He glances up at her, quick confused flick of blue out of the corner of his eye, like a lamb eyeing a lion who for some reason waits to pounce, and then he leaves.

 

  
—-

They will not rest, and so neither can she. There is a wrong right here, right beside you, they say. Daughter, you must amend this.

So she speaks.

 

”Can I trust your discretion?”

”No Kelpian can betray their master.”  
He’s fastening her belt, and his soft voice is directly by her ear.

There are so many things she wants to ask him, but she can’t. She straightens, smooths her disgraceful uniform.

 

”I’m going to need you to trust me.

I’m going to take you to the transporter room. There is a man, on the other side. It’s difficult to explain, but he is you, in a way. He will help you.

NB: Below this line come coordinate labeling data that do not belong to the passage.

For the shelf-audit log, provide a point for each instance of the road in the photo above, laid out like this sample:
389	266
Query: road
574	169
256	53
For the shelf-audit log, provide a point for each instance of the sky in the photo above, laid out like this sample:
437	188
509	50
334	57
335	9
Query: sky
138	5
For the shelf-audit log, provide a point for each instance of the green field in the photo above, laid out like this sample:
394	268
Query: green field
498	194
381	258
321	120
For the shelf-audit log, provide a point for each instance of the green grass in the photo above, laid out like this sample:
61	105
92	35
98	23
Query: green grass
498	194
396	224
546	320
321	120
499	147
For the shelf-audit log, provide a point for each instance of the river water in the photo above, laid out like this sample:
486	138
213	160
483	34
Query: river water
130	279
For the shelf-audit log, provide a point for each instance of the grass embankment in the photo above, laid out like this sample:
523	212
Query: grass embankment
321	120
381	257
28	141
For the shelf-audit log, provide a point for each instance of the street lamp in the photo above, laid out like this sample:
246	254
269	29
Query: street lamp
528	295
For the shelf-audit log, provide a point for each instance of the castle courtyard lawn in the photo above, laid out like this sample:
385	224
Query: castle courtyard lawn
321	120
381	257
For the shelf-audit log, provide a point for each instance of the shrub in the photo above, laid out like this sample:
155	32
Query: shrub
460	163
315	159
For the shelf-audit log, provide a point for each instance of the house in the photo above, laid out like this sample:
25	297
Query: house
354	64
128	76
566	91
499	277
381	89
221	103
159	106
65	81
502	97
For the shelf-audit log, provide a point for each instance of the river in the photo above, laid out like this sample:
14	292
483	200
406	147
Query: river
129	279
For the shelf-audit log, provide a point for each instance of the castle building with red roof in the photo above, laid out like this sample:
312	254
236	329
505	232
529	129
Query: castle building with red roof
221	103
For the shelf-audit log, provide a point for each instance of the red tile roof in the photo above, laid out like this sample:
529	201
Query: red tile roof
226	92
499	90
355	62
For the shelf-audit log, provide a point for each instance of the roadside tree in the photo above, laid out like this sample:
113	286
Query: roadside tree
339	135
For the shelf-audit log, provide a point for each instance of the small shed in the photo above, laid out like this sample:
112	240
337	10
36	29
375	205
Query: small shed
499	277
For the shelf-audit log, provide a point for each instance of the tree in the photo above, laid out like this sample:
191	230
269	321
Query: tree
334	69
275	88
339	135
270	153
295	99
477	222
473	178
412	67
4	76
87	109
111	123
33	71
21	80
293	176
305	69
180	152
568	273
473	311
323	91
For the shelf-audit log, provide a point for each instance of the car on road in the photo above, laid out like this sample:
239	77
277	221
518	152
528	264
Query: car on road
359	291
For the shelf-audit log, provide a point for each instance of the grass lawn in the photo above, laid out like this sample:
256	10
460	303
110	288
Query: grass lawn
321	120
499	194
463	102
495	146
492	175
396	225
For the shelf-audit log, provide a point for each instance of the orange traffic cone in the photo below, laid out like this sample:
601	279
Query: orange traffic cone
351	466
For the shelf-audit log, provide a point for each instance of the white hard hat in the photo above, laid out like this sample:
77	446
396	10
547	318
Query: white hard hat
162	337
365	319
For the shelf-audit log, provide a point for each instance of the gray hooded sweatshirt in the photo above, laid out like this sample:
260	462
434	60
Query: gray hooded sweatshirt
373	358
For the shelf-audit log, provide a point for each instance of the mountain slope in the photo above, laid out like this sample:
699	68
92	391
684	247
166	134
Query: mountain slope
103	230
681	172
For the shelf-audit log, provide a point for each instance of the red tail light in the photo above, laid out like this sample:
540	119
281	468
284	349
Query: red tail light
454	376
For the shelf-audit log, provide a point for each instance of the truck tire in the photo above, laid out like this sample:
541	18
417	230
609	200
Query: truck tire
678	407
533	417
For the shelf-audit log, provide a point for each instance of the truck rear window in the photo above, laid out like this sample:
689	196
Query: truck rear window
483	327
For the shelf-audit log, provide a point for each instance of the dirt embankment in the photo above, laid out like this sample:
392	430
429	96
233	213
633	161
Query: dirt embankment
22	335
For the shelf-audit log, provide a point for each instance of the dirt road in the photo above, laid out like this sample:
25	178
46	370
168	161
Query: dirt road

Tell him..tell him I’m sorry. About the others. I’m sorry he has to know. Tell him I’m coming soon.

Don’t be afraid.”

 

He merely nods, as always. She can tell that he doesn’t believe her. He probably thinks it is a cruel game.

 

——-

”A Kelpian, Captain? Why not just send it to the kitchens if you’re tired of it?”

 

The transporter room is unchanged from when she saw it last, when it was used as an instrument of murder. An unfamiliar technician stands at the controls, looking every bit like someone on their third night shift.

 

”Do you presume to tell me what to do with my possessions? Stand back!” she barks.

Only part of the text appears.